When I put in "too much" pressure, it doesn't "bounce off everything". It might if I go way way high, but it doesn't instantly get that way being a little high. On the other hand, being a little low, if you like to ride with the pressure more towards maximum pressure, can put you at risk for cracking/breaking a rim, so you choose your priorities.


----------



## mikesee (Aug 25, 2003)

Jayem said:


> When I put in "too much" pressure, it doesn't "bounce off everything". It might if I go way way high, but it doesn't instantly get that way being a little high. On the other hand, being a little low, if you like to ride with the pressure more towards maximum pressure, can put you at risk for cracking/breaking a rim, so you choose your priorities.



With every passing year you get better at reading the room.

Chapeau.


----------



## WillDB (Jul 15, 2020)

Pick up an Accu-Gage and bring a pump.

Find a trail and experiment. Repeat until your hearts content.


----------



## Sanchofula (Dec 30, 2007)

If you have a buddy who honestly knows about mountain biking, ie builds their own bikes, riding for years, etc… see if they’ll help you with setup, bonus if they’re your size 👍


----------



## ocnLogan (Aug 15, 2018)

Great post. 

The first step IMO is really just checking your tire pressure before you ride and knowing what it is set at, even if the pressures are somewhat arbitrary at first. Once you do that, you’ll likely naturally find pressures that work for you.
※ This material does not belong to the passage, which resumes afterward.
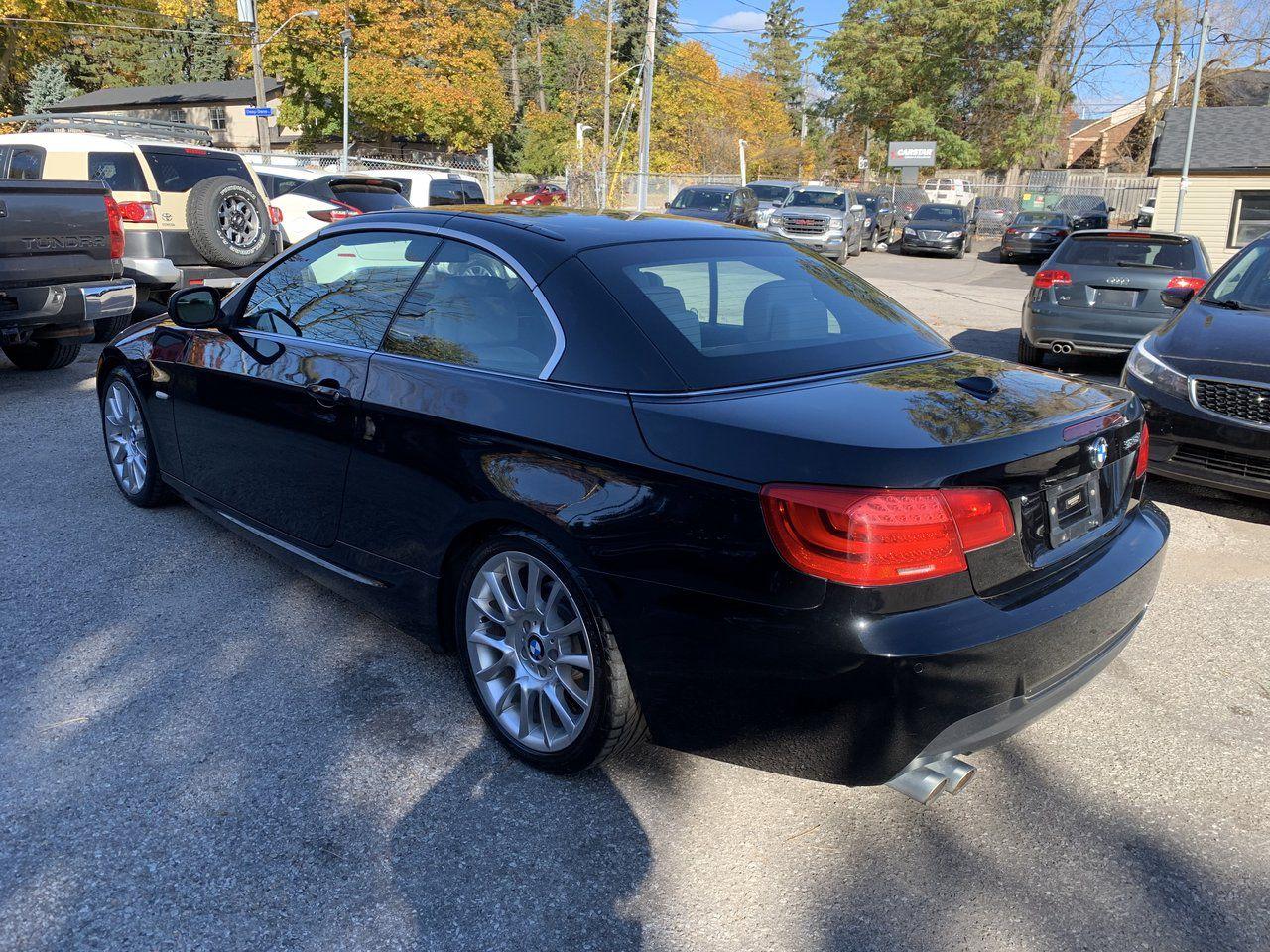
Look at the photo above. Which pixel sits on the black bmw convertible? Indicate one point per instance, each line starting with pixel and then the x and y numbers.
pixel 653 476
All of the new riders I know who have had flat tires/rim damage, it was because they hadn’t checked their tire pressure in months/ever. And just had assumed it would be constant. 

Where I live (PNW), especially in the wet, I feel too high of tire pressure as “feeling like a ping pong ball (or pinball)” bouncing and sliding off of every root and rock I see. Too low of pressure and it will feel mushy, or you’ll just feel rim strikes.


----------



## NoletaRider (5 mo ago)

Ergos ... So true.
When I bought my first full suspension mountain/trail bike (2000 Cannondale V-800), the bike shop tech spent close to a couple hours with me sizing and adjusting to set the bike just right for me. He swapped out handle bars and a few other components to make sure the bike fit my body proportions. That was the best bike purchase experience I ever had. Hoping my next purchase will be as good.


----------



## Sparticus (Dec 28, 1999)

NoletaRider said:


> Ergos ... So true.
> When I bought my first full suspension mountain/trail bike (2000 Cannondale V-800), the bike shop tech spent close to a couple hours with me sizing and adjusting to set the bike just right for me. He swapped out handle bars and a few other components to make sure the bike fit my body proportions. That was the best bike purchase experience I ever had. Hoping my next purchase will be as good.


That is sooo awesome. And so rare.
In fact, awesome because it is rare.
=sParty


----------



## GoldenKnightMTB (11 mo ago)

How are you guys prepared for a flat with tubeless tires? Desert, rocks, gravel, all sharp riding. Currently, I don't have a plan to deal with a flat besides to walk 5-10 miles back. 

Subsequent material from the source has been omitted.